You would not feel it was OK to be pushed by a peer a friend or a colleague into drinking more than you wanted. So why does the fact that someone is a client change your view? When I go for any kind of entertainment with clients (and we do do it in the provinces) I say politely and firmly that I am not drinking. I have never been pressed to have one against my will. I've even been to pubs and lunches and been the only person not drinking. It's not a big deal. I make a joke about it and say I need to stay sharp so I can do the client's business in the afternoon. I am a woman but I would never let someone force me to do something that made me feel uncomfortable. Actually, I'm very aware that women become very vulnerable when drunk to the wrong kind of attention. I am not interested in "approval" of my drinking patterns by my clients. I want them to respect me for my skill as a solicitor. I also want to keep my health, my self - respect and my driving licence. Stick to your guns and do what you want is what I say.

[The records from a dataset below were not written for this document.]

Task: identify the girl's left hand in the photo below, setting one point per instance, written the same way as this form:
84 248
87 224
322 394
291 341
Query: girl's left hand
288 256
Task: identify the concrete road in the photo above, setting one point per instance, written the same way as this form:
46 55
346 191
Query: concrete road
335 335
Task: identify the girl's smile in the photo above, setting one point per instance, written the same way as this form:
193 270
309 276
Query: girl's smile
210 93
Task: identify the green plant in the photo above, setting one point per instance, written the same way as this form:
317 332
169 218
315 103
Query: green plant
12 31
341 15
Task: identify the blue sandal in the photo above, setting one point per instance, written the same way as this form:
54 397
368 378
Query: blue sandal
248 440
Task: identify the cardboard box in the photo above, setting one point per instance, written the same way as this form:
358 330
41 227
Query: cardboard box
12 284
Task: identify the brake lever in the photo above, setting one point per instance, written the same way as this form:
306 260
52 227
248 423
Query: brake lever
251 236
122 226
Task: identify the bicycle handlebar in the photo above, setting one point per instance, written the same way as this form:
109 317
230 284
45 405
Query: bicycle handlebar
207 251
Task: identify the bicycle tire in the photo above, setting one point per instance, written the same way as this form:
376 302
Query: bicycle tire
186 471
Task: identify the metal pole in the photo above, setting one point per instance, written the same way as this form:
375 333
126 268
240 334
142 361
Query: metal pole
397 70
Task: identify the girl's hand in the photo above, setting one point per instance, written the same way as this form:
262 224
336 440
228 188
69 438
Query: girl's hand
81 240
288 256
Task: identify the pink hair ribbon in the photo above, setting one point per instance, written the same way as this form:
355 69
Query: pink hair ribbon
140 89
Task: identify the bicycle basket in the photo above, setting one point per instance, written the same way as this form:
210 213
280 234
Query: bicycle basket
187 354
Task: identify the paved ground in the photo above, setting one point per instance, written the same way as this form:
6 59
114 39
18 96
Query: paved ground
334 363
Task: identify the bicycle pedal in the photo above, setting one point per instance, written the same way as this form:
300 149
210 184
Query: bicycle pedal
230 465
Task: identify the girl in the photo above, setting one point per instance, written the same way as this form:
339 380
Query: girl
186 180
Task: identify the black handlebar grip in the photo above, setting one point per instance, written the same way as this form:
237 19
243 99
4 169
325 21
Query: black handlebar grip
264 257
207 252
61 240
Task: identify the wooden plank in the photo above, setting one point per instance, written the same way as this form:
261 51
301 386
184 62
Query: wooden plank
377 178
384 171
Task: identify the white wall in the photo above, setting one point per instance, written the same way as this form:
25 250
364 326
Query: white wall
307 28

High Street Solicitor Solihull -01 Feb 2008 | 14:13

Pipe down. I'm on the wagon.

Veteran -01 Feb 2008 | 14:55

I agree with whoever suggested you fake it! One tip: If you are drinking tequila shots, keep a bottle of beer in your hand and spit the shot back into the beer bottle. I have done this several times and it work. Then just use their vibe to keep yourself going. Good luck.

Mrglobetrotter -06 Feb 2008 | 16:46

Drink slowly and have soft drinks if you prefer. Once the client has had a few, if your glass isn't actually empty they won't notice that you aren't keeping pace.

Jane -07 Feb 2008 | 14:48

Is our profession so tied to alcohol that we really feel the need to "fake it" when a client wants us to drink more than we want? I really cannot think of a single other activity, legal or illicit, regarding which we would feel absolutely compelled to engage in the same sort of subterfuge. If your client asked you to go hunting with him and you were not fond of hunting, you might accompany him if that's what he wanted, but would you pull the trigger? Have we become a profession of wimps?

Teetotaler (again) -07 Feb 2008 | 16:17

Clearly Teetotaller (again) does not hunt. One hunts with hounds, not a gun.

Corporate Slave -08 Feb 2008 | 17:14

Can you all pipe down? I have a vile hangover.